”Women Are Admitted
A step of far reaching importance—the most important event in the history of the school for the University women—was taken by the Board of Curators in the early seventies. As early as 1869 young women had been admitted to the Normal Department. The board, ‘seeing that the young women did no manner of harm in the Normal Department,’ took under consideration the question of throwing the doors of the entire University open to young women. This question ‘was approached with cautious and doubting steps, for it was considered a bold and hazardous undertaking,’ says Colonel Switzler, the University’s faithful chronicler.

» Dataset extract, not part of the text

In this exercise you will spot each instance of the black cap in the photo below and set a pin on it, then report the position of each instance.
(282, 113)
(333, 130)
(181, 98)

However, the board, with fear and trembling, took this ‘bold and hazardous step’, and in 1872 women students were admitted to all departments of the University. It took some time for the caution and doubt of the authorities to wear off. At first the young women were closely watched. They were not permitted to use the library at the same hours the men did; and when they attended chapel exercises, they were marched in a line between two vigilant chaperons. No serious results following, the faculty and curators ceased worrying about their ‘hazardous experiment,’ and the women were gradually placed on the same basis as the men.
Miss Eliza Ann Gentry, now Mrs. C. A. Young of Kansas City, was the first woman to be graduated from the University. She received the degree of Normal Graduate in l871. The following commencement three other young women became alumnae of the University of Missouri, Miss Helen A. Packer, Miss Gertrude C. Seward and Miss Anna Ware, now Mrs. Anna Ware Taggert.”